How to Make Health Insurance Less Expensive: Stop Requiring More Expensive Plans
For those still scratching their heads, trying to figure out how to produce a health insurance market where premiums are less expensive, it turns out the answer is pretty simple: Allow insurers to sell health plans that are less expensive. Really. That's it.
Right now, health plans sold through Obamacare's exchanges must meet a variety of standards, including a minimum actuarial value, which tells you the percentage of estimated health costs consumers enrolled in any particular plan can expect to have covered. So a plan with an actuarial value of 80 percent would cover an estimated 80 percent of costs, and a 90 percent value would cover 90 percent, and so on and so forth.
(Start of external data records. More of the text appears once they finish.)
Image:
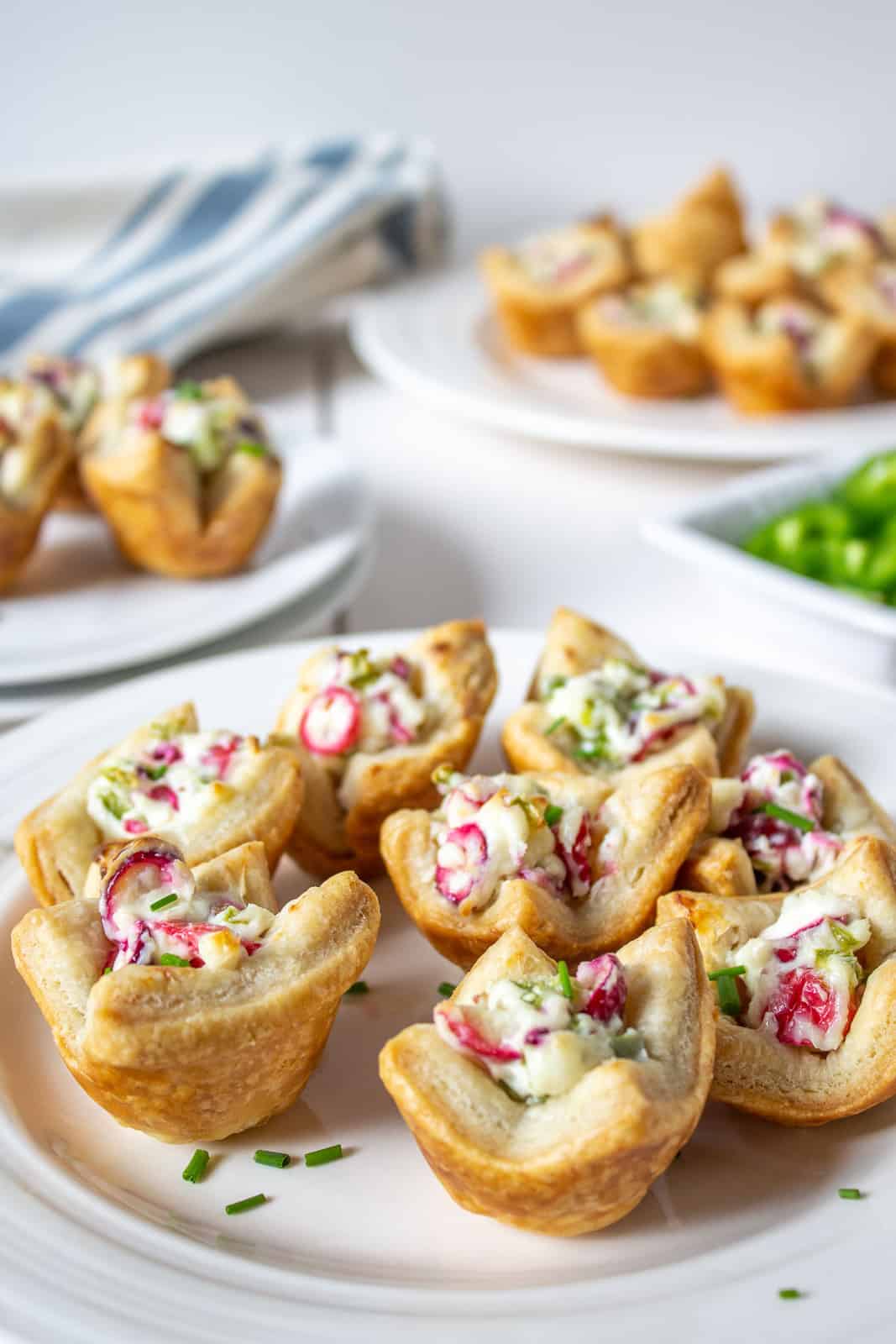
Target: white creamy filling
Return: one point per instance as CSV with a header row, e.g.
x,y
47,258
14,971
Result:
x,y
121,803
618,711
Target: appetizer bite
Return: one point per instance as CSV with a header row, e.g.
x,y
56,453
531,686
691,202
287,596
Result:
x,y
369,732
696,235
781,826
868,295
78,387
553,1100
35,452
647,340
560,857
597,709
806,988
786,355
187,480
181,1000
539,286
206,792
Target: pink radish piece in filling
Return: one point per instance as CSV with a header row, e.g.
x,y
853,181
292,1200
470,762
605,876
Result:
x,y
332,722
605,983
456,880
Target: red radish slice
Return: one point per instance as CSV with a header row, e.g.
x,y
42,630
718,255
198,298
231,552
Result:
x,y
457,880
332,722
605,983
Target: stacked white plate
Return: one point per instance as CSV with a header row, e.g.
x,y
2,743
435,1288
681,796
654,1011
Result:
x,y
81,617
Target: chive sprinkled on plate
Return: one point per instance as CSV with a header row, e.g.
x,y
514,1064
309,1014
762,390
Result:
x,y
242,1206
727,971
324,1155
265,1158
563,976
792,819
195,1168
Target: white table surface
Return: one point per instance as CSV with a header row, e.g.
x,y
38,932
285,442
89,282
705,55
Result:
x,y
477,523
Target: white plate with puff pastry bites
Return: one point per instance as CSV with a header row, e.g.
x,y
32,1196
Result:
x,y
610,1043
673,335
165,519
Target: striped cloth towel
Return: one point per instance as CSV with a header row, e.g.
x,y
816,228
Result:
x,y
197,257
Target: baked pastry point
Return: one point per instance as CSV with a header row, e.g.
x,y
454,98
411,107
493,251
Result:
x,y
627,846
696,235
539,286
582,1160
188,1054
792,1084
720,864
249,793
35,454
186,507
575,645
369,734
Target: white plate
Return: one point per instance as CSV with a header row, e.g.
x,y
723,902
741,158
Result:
x,y
438,342
98,1230
710,531
80,609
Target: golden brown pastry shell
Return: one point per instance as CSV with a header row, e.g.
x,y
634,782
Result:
x,y
574,644
56,840
792,1085
458,674
580,1162
187,1054
660,817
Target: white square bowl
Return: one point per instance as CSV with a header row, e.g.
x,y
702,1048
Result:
x,y
711,531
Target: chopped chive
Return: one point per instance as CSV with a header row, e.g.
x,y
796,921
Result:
x,y
563,976
265,1158
244,1205
793,819
195,1168
324,1155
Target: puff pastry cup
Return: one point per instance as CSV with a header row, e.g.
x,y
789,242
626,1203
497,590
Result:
x,y
868,295
647,340
539,286
696,235
80,389
35,452
781,826
584,1159
208,792
786,355
783,1070
188,1052
186,480
371,732
564,859
574,723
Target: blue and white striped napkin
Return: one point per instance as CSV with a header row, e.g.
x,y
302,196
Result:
x,y
196,257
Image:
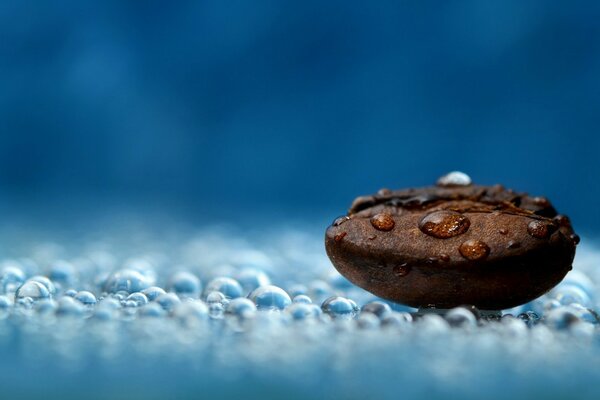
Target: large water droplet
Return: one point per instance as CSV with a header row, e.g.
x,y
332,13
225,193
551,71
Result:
x,y
32,289
340,220
228,286
339,307
474,250
383,222
270,297
186,284
540,229
454,178
444,224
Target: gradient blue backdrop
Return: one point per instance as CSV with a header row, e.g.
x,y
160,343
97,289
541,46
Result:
x,y
297,106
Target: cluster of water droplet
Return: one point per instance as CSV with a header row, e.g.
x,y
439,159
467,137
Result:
x,y
274,308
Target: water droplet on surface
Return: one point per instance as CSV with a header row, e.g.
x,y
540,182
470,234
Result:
x,y
138,298
378,308
33,290
402,269
454,178
474,250
252,278
513,244
575,238
127,280
153,292
270,297
44,281
85,298
302,298
186,284
340,220
444,224
301,311
241,307
461,317
215,297
339,307
228,286
540,229
167,301
340,236
383,222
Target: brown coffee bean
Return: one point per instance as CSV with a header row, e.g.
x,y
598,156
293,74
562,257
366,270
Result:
x,y
453,244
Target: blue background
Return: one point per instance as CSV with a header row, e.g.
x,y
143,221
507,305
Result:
x,y
296,107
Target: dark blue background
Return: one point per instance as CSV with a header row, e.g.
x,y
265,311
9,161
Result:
x,y
297,106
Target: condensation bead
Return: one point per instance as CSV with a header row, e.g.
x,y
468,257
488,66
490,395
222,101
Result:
x,y
301,311
138,298
44,281
152,310
302,298
11,277
378,308
63,272
241,307
339,307
186,284
5,302
296,290
461,317
153,292
167,301
86,298
215,297
561,318
397,319
228,286
68,307
569,294
270,297
33,290
127,280
191,310
252,278
367,321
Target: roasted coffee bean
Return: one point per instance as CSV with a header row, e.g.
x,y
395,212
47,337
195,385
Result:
x,y
452,244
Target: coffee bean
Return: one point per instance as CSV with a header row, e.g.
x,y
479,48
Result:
x,y
452,244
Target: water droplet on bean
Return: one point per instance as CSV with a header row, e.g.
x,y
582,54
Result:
x,y
383,222
454,178
474,250
444,224
540,229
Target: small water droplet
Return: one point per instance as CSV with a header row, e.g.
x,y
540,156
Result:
x,y
540,229
474,250
444,224
402,269
575,238
340,220
383,222
454,178
340,236
513,244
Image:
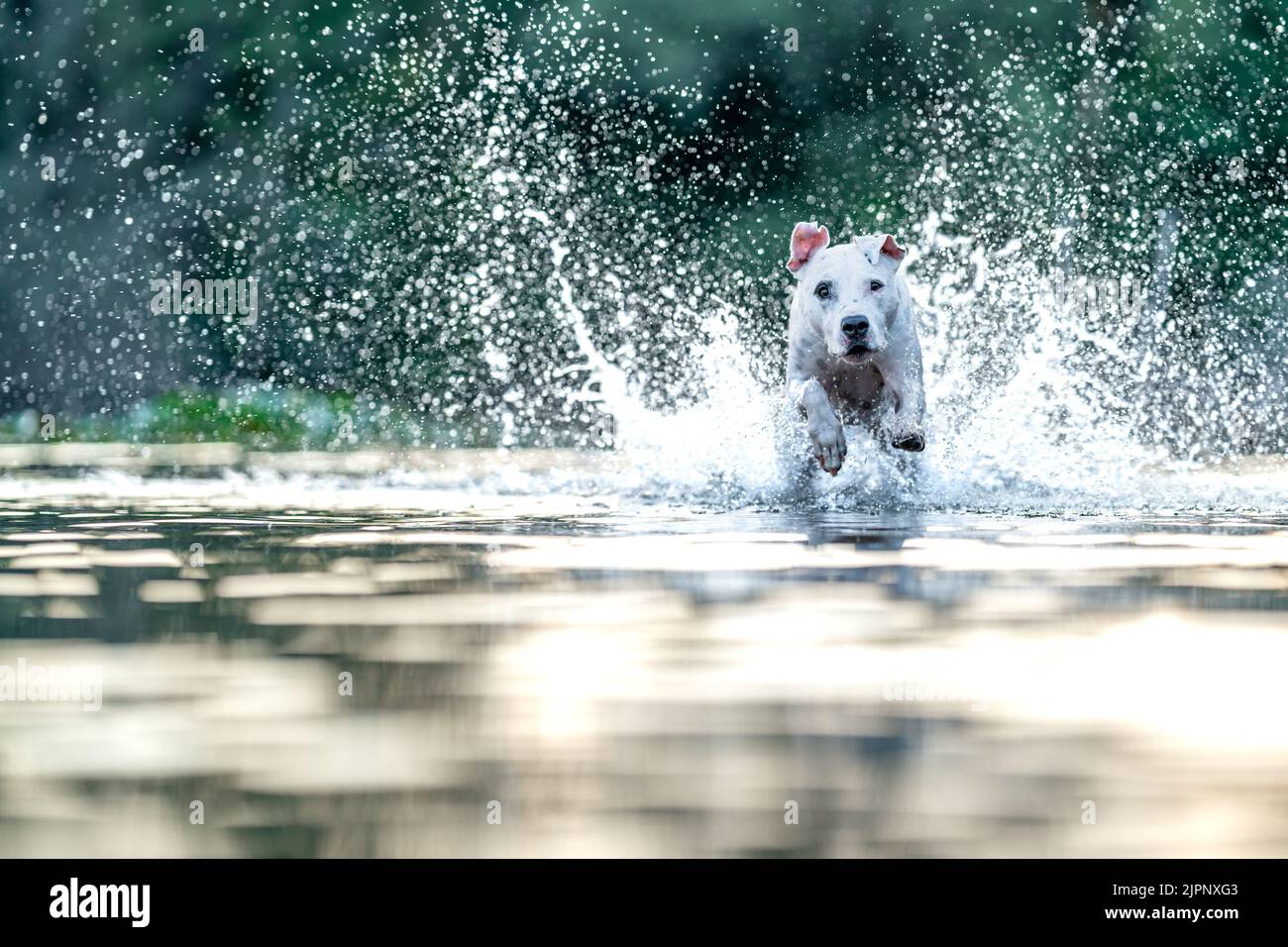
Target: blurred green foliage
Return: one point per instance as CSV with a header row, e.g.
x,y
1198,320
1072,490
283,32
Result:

Currently, Obamacare divides plans into three tiers, Gold, Silver, and Bronze, based on actuarial value, with Bronze of course being the cheapest, lowest-value plans.
The law requires all Bronze plans in both the individual and small market to maintain an actuarial value of 60 percent. According to an analysis by the health consulting firm Avalere, which has been influential in coverage of Obamacare, adding in something like a "Copper tier" with a minimum value to 50 percent would reduce premiums by almost 18 percent relative to average premiums for Bronze tier plans.
It would be cheaper for consumers. It would also be cheaper for taxpayers. With the addition of lower-tier plans, the federal government would end up paying out about $5.8 billion less in subsidies over the next 10 years, according to Avalere's estimate.
Adding a Copper plan to the system is the sort of health-law fix that one might expect to be embraced by some (not all) Democrats over the next few years, because it leaves the law in place while making it cheaper and somewhat less restrictive. That means it could even garner support from Republicans too, depending on the circumstances.
But the real lesson here isn't about the particular savings or the management of the law. It's that restrictive government mandates make health insurance more expensive, and while mandates aren't the only factors that determine premium pricing, if you loosen or remove those mandates, insurance becomes cheaper. It's that simple.